Getting out of a slump

Kyle Patrick

There’s a point in every angler’s career where things just don’t go right. You’re around fish but not catching them. You’re making good decisions but not getting bites. You lose a big one. You miss a check by ounces.

Nothing feels terrible, but nothing feels right either. That’s what a slump feels like in professional fishing. And if you fish long enough, you’re going to go through one.

I’m in one right now, so this isn’t coming from someone who just won and is trying to sound smart. This is real-time, in-the-trenches stuff that every Progressive Bassmaster Elite Series angler deals with whether they admit it or not. For me, it started far before the season even started.

Slumps don’t start on the water

The biggest mistake people make is thinking a slump is about fishing. Most of the time, it isn’t. It starts in your head. You start second-guessing decisions. You start running history instead of fishing the moment. You practice differently. You fish not to mess up instead of fishing to find something special. Instead of committing to an area, you leave too early. Instead of junk fishing, you try to force something. Instead of fishing free, you fish tight. I hate fishing tight, and that’s what I’ve been doing lately.

Tournament fishing is one of the only sports where you have four full days to sit with your decisions and your thoughts. That can be dangerous when things aren’t going well. I start doing the math in my head: points; checks; Classic qualification; Angler of the Year standings. I start thinking about everything except catching the next bass.

That’s when the spiral starts for me. I try to do too much instead of doing one thing well. Before you know it, you’re fishing against the lake, the fish, the field and yourself. You’ll lose that battle every time.

How you actually get out of a slump

People always talk about getting out of a slump. They expect some secret bait or technique to help. But the truth is, you don’t get out of a slump by doing more. You get out of a slump by simplifying everything. When I’m struggling, I try to go back to three things:

1. Fish the moment, not the past.

History is the most dangerous thing in professional fishing. Just because you caught them somewhere in 2021 doesn’t mean they live there now. Every event is new. The anglers who adjust the fastest are the ones who cash checks.

2. Commit to something.

Indecision will sink you faster than a bad pattern. I’d rather commit to the wrong thing for half a day than run around all day doing nothing.
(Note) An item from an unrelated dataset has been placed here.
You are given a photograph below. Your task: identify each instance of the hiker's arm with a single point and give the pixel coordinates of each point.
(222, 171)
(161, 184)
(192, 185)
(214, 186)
Momentum matters in fishing.

3. Slow down.

When things are going bad, everyone speeds up, including me. I am particularly bad about this. I run more, change more, think more, panic more. The best thing you can do is slow down and fish clean. Not fish harder.

Confidence is everything

At the Elite Series level, there are only minor differences that separate the top from the bottom. The real difference is mindset and confidence.

Confidence makes you stay another 30 minutes.
Confidence makes you pick up the big bait.
Confidence makes you run to new water.
Confidence makes you fish slow when you only have two bites.

I could go on and on. Confidence is so key because it allows me, in high-pressure situations, to just go fishing again. It reminds me why I’m good at this.

Perspective matters

It’s easy to forget, but we get to fish for a living. That was the dream when we were kids. Somewhere along the way, pressure, points, money and expectations start to crowd that out. Whenever I’m struggling, like I am now, I try to remember that kid who just wanted to be a professional fisherman. That has been helping me lately.

Because the truth is, slumps don’t last forever. But how you handle them says a lot about you as an angler and as a person. For me, I think this slump is exactly what I need to get even better than I was before.